Tap into the Power of Human Connectivity to Attract Long-Term Members

In their book The Blue Zones, authors Gianni Pes and Michel Poulain identified regions of the world where people live exceptionally long lives, many over 100 years. Not only are people living longer in these regions; they have fewer illnesses and enjoy more quality years of life. Once the authors narrowed down these “longevity hotspots”—from Japan to California—they looked for common characteristics that contributed to people’s long lives. They discovered just six key factors, one which was social engagement.

Hardwired to Connect

From our early origins, human beings have been herd animals, wandering in groups before eventually creating settlements and cities. Congregating kept us safe from predators, starvation, and the elements. Even with these ancient pressures long gone, we still feel the need to gather today—in churches, in stadiums, in book clubs, at sci-fi conventions, and in member organizations. We need to belong. And, according to the The Blue Zones, we’re better for it.

Among many benefits, including health and happiness, being part of a group makes us feel secure and more likely to show our true colors, thus facilitating even deeper, more meaningful connections with others. Vulnerability researcher Brené Brown put it this way: “Those who have a strong sense of love and belonging have the courage to be imperfect.”

Belonging Hypothesis

Psychologists Roy Baumeister and Mark Leary developed a “belonging hypothesis” that suggests humans are hardwired to form bonds and are reluctant to break them. That means once you hook a member, you’re likely to keep them. The psychologists also pointed out that people prefer a few close relationships rather than many casual friendships. You must prove your value to members or they won’t have room for you in their circle.

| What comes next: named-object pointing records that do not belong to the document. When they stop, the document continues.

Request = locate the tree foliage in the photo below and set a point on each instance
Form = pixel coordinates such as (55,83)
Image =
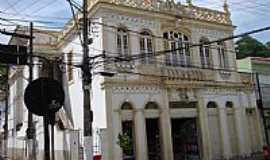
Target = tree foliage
(249,46)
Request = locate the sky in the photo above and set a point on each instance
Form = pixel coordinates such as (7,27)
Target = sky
(246,14)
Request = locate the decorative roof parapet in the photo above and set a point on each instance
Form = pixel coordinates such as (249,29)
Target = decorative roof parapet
(165,6)
(171,7)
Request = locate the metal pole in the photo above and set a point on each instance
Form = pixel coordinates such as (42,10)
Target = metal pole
(52,115)
(46,138)
(87,80)
(30,132)
(6,113)
(260,105)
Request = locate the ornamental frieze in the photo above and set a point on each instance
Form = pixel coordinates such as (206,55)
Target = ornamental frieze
(136,89)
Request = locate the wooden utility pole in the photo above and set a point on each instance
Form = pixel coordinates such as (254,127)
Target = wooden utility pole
(6,112)
(262,109)
(30,132)
(86,81)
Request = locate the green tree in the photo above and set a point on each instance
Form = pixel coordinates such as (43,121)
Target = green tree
(249,46)
(267,45)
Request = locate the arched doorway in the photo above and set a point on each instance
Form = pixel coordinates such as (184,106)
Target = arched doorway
(232,127)
(214,130)
(153,131)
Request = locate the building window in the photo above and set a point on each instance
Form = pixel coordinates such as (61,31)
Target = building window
(229,104)
(178,43)
(126,106)
(151,105)
(69,66)
(211,105)
(122,42)
(223,59)
(146,47)
(205,53)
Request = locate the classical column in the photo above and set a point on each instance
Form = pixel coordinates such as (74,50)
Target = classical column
(140,134)
(238,113)
(203,120)
(225,139)
(167,146)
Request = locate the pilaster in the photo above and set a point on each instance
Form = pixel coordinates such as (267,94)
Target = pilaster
(203,120)
(225,139)
(140,132)
(166,135)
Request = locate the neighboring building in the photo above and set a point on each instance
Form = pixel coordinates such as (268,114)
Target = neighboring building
(2,119)
(190,103)
(259,65)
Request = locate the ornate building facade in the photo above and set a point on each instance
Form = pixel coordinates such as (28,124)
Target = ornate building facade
(172,98)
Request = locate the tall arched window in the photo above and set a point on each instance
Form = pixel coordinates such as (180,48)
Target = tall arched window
(122,41)
(223,58)
(146,46)
(178,43)
(128,128)
(205,53)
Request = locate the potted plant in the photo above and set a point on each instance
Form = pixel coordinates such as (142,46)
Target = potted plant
(125,143)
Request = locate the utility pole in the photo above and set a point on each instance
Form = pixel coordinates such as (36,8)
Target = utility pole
(86,82)
(6,112)
(260,105)
(30,132)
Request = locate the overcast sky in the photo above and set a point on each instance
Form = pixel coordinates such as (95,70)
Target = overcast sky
(246,14)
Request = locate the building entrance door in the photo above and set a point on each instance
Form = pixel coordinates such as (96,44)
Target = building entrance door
(185,139)
(153,139)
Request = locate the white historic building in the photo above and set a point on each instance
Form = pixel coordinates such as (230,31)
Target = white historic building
(175,101)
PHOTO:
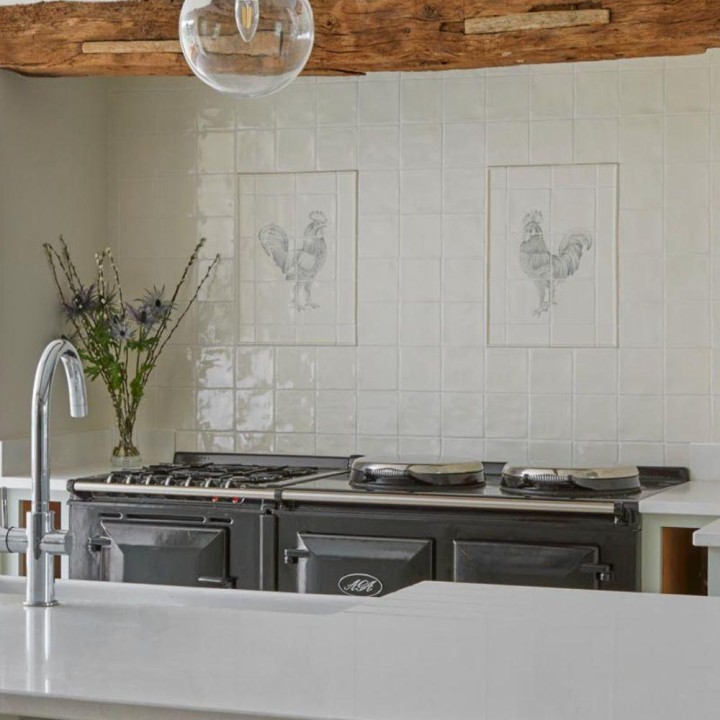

Baumeister and Leary suggest two criteria for developing a sense of belonging:
  1. frequent, positive interactions with the same individuals
  2. engaging in these interactions within a framework of long-term, stable care and concern

Note that frequency alone isn’t enough to draw people in. Interaction with your members must be positive, and you must exhibit stability and genuine concern for their interests (not just furthering your own). If you’re pumping out regular e-blasts without considering the needs of your base, people won’t feel connected to you. They won’t let you in their loop and they won’t join yours.

Inspiring Connectivity

Our need to belong and connect is one reason member organizations exist. You offer security, support, and concern for people who are looking for those same things. People thrive in groups—but not just any group. That’s where inspiration comes in. Tell your stories, resonate with audience worldviews, draw people to you, and you’ll build positive, beneficial connections that last for years and years.